L'Arcivescovo mons. Cesare Nosiglia con i giovani dell'UP 57 al Teatro Elios

Monsignor Cesare Nosiglia, arcivescovo di Torino, mercoledì 1° giugno, al teatro Elios, ha incontrato i giovani della nostra Unità pastorale. L’incontro è stato l’ultimo di sessanta che hanno visto protagonisti il vescovo e i giovani. Mons. Nosiglia infatti, appena giunto a Torino, si era riproposto di incontrare loro per primi.

L’incontro è iniziato con un saluto rivolto all’arcivescovo da una ragazza, Paola, seguito da una proiezione in cui le parrochie della nostra unità pastorale – formata da Cambiano, Favari, La Longa, Marocchi, Moriondo, Poirino, Santena, Trofarello, Valle Sauglio e Villastellone – hanno sintetizzato il loro lavoro con alcune foto, come fosse un nostro album fotografico. Quindi è iniziato il momento di preghiera , in cui era compreso un commento del nostro vescovo.

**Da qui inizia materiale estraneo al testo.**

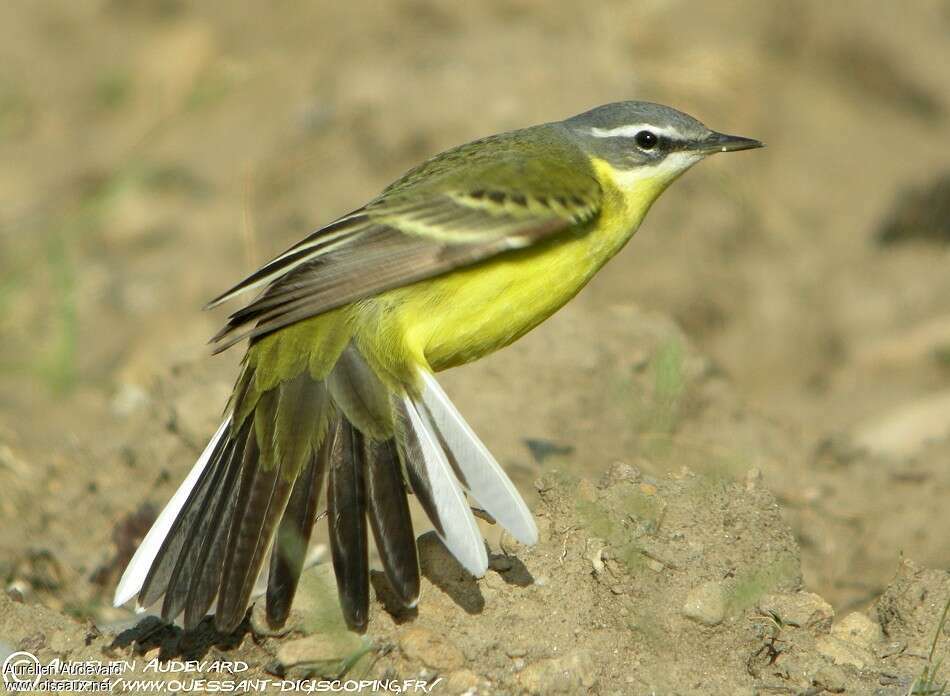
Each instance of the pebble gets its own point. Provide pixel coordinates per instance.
(618, 473)
(319, 648)
(857, 628)
(586, 491)
(461, 681)
(432, 650)
(905, 430)
(842, 652)
(569, 674)
(706, 603)
(804, 609)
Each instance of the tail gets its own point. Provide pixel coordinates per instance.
(254, 495)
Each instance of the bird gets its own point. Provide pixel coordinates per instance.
(461, 256)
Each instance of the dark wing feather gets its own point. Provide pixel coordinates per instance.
(346, 518)
(293, 537)
(261, 502)
(163, 566)
(398, 240)
(389, 517)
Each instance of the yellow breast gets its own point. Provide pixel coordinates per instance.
(464, 315)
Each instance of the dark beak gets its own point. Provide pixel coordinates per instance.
(720, 142)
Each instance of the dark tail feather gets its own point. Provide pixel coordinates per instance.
(293, 537)
(346, 515)
(205, 578)
(163, 566)
(388, 509)
(260, 505)
(191, 558)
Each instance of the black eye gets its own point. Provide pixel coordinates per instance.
(646, 140)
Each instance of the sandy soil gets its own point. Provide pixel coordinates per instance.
(151, 153)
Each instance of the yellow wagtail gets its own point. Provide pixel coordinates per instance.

Percorrendo le fasi della sua vita e prendendo spunto dalla lettura del Vangelo (Gv 1,35-41), mons. Nosiglia ha cercato di trasmettere ai giovani alcuni semplici messaggi per aiutarli a vivere al meglio una vita cristiana. Ispirandosi alla frase del vangelo letto – “Che cosa cercate?” – per prima cosa ha voluto sottolineare il fatto che anche i giovani, come i discepoli, devono continuamente cercare, non accontentarsi. Cercare un incontro vero con Gesù, nel suo Amore personale con ognuno di noi. E, come detto nel passo del vangelo “Venite e vedrete”, il Cristo è colui che, solo, ci dà certezze per il futuro. Futuro, che come dice il vescovo, è quello a cui devono guardare i giovani. Ultimo riferimento alla lettura è stato quello alla figura di Giovanni Battista, che ha aiutato i discepoli a riconoscere Gesù; allo stesso modo l’arcivescovo ci invita a non vivere una vita cristiana solitaria, ma a confrontarci con qualcuno, che ci aiuti nella Fede.

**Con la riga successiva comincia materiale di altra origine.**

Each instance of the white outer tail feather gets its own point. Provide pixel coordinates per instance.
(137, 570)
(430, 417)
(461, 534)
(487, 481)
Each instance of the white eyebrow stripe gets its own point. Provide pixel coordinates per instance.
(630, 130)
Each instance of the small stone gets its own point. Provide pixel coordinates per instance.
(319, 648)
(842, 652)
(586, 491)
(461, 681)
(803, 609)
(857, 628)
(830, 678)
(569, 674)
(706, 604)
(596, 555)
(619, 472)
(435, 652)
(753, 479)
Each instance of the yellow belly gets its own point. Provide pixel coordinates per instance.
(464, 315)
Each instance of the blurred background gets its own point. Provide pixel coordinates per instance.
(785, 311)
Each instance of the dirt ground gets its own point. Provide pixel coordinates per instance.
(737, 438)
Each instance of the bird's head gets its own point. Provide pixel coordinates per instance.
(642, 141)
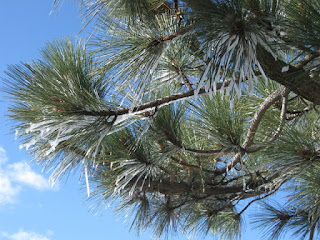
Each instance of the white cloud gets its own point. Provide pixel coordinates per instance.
(8, 192)
(16, 175)
(21, 172)
(22, 235)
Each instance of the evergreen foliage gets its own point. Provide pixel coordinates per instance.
(181, 111)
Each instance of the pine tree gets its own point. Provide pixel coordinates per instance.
(181, 111)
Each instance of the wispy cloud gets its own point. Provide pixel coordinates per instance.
(22, 235)
(16, 175)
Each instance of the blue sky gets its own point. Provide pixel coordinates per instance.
(30, 209)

Quindi mons. Nosiglia ha cambiato l’impronta del suo discorso e ha tenuto come linea guida la vita di Giovanni Paolo II, papa che lui ha avuto la fortuna di conoscere e affiancare per tredici anni. Ripetendo un concetto forte di Wojtyla secondo il quale l’essere giovani non è solo una questione anagrafica, ma piuttosto una vocazione che ci spinge a mettere a disposizione le nostre doti per altri, ci ha chiesto dunque di non chiuderci nel nostro piccolo, nelle nostre parrocchie, ma bensì di aprirci e andare verso gli altri. La vita di Giovanni Paolo II è permeata da questo fare il primo passo, non stare chiuso ad aspettare che gli altri vengano a lui, ma andare lui dagli altri. Questa – secondo  Nosiglia – è una delle cose che dovremmo imparare dalla vita di questo beato.

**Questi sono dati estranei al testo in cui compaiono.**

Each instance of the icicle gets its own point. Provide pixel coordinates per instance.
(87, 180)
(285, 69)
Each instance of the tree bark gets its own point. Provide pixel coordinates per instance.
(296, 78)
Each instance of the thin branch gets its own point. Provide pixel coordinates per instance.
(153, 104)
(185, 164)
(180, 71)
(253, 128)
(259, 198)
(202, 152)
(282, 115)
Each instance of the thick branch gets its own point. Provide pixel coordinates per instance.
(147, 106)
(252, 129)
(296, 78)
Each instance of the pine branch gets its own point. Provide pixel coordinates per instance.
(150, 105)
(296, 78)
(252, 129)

Al termine dell’incontro i cento giovani hanno salutato il vescovo che li ha lasciati con l’augurio che possano essere come sentinelle del terzo millennio, invitandoli ad avere gli occhi rivolti verso il futuro, senza mai scoraggiarsi di fronte alle tante difficoltà, che non sono insormontabili.